Understanding the differences between microarray and RNA-Seq technologies for measuring gene expression is necessary for informed design of experiments and choice of data analysis methods

Previous comparisons between microarrays and RNA-Seq have come to sometimes contradictory conclusions, which researchers from Princeton University suggest result from a lack of attention to the intensity-dependent nature of variation generated by the technologies. To examine this trend, they carried out a parallel nested experiment performed simultaneously on the two technologies that systematically split variation into four stages (treatment, biological variation, library preparation and chip/lane noise), allowing a separation and comparison of the sources of variation in a well-controlled cellular system, Saccharomyces cerevisiae.
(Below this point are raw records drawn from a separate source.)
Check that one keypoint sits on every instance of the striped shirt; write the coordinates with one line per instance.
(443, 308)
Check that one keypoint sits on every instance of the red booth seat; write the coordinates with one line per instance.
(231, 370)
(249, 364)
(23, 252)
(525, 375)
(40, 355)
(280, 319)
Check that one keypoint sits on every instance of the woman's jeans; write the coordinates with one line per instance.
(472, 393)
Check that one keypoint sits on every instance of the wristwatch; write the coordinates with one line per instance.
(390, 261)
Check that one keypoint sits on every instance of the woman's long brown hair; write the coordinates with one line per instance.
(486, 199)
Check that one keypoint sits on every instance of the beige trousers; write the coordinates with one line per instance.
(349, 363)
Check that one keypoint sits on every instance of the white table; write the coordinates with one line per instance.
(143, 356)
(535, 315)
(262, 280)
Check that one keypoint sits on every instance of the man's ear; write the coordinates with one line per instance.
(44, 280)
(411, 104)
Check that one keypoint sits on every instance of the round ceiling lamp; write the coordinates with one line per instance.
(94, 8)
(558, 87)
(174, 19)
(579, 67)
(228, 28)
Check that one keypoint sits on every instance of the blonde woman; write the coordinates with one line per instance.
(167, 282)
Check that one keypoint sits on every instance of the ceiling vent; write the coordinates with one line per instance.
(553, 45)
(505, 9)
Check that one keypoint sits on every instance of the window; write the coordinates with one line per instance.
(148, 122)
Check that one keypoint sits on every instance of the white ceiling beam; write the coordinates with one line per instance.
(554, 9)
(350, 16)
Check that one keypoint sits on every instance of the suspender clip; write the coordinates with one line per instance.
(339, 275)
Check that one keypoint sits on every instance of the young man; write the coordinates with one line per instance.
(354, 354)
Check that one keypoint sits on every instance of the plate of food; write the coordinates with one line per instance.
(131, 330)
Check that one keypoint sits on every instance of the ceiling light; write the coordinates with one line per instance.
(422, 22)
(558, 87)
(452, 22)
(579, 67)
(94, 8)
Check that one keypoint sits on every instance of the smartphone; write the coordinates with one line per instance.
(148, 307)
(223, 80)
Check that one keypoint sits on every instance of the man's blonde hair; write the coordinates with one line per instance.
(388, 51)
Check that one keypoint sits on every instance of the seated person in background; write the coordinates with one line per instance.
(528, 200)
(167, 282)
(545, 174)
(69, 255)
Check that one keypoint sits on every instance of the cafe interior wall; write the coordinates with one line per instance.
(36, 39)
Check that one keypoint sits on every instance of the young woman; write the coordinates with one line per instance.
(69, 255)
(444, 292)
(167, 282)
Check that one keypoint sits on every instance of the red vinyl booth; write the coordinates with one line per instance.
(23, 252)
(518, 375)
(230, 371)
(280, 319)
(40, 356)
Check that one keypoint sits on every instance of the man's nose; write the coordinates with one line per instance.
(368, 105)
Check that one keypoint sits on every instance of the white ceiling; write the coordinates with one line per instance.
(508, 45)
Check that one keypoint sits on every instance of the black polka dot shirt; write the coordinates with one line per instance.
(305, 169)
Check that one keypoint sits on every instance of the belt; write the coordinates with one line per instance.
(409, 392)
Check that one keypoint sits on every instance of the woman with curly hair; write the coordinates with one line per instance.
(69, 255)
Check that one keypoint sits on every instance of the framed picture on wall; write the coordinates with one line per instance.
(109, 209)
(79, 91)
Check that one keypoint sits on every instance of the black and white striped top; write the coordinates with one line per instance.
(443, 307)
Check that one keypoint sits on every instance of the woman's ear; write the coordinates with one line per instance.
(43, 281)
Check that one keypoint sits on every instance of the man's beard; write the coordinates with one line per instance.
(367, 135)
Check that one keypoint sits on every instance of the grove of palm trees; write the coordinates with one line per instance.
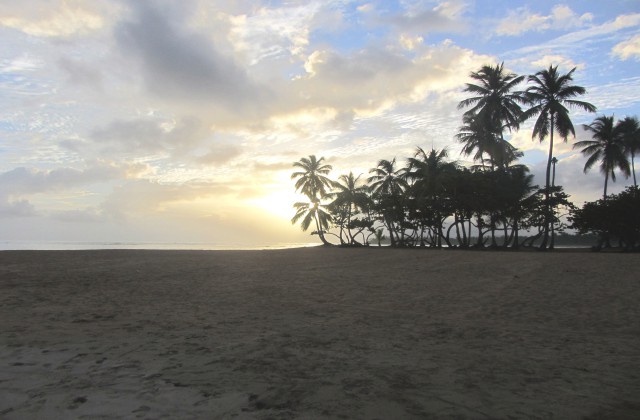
(432, 201)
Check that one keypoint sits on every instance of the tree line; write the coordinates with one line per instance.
(433, 201)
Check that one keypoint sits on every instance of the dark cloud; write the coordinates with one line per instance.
(181, 65)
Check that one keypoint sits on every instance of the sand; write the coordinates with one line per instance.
(319, 333)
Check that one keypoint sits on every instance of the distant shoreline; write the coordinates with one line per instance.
(319, 333)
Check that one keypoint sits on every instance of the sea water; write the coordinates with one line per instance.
(55, 246)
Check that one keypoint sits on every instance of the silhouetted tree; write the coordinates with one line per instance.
(313, 182)
(607, 147)
(616, 217)
(551, 93)
(629, 129)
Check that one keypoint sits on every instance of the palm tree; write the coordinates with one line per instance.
(387, 185)
(312, 178)
(629, 129)
(606, 147)
(495, 108)
(314, 183)
(312, 212)
(350, 197)
(496, 102)
(428, 171)
(551, 93)
(477, 138)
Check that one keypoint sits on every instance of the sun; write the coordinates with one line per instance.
(278, 203)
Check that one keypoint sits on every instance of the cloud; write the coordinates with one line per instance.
(521, 20)
(444, 17)
(27, 181)
(17, 208)
(378, 78)
(56, 18)
(142, 196)
(628, 49)
(179, 64)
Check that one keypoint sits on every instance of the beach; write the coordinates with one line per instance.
(319, 333)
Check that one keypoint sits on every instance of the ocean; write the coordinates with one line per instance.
(60, 246)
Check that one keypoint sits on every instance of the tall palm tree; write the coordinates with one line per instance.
(314, 183)
(312, 177)
(350, 197)
(387, 185)
(629, 129)
(312, 212)
(551, 93)
(477, 138)
(606, 147)
(427, 172)
(495, 108)
(496, 102)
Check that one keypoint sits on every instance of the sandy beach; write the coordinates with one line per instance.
(319, 333)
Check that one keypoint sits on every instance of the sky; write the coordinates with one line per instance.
(179, 120)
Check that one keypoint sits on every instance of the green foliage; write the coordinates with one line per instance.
(615, 217)
(432, 201)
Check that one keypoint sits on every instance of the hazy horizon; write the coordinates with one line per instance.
(178, 121)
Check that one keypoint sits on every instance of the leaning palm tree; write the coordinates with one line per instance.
(606, 147)
(629, 129)
(314, 183)
(551, 93)
(312, 212)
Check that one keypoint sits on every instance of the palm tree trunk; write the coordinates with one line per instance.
(547, 216)
(320, 233)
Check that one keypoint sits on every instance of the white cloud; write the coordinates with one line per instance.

Schematic of the experiment. The Condition and Biological Replicate steps were performed irrespective of technology and these materials were then utilized in a technology-specific manner (microarrays or RNA-seq) for the Preparation and Chip/Lane steps.

With this novel dataset, the researchers demonstrate that power and accuracy are more dependent on per-gene read depth in RNA-Seq than they are on fluorescence intensity in microarrays. However, they carried out quantitative PCR validations which indicate that microarrays may demonstrate greater systematic bias in low-intensity genes than in RNA-seq.

Percent of variance explained by each nested level of the experiment as computed by an ANOVA adjusted R², and smoothed using LOESS across the intensity quantiles. Results from microarray data (MA) are shown in the solid lines and RNA-Seq data (RS) in the dashed lines. A 95% confidence interval is shown as the shaded region around each line.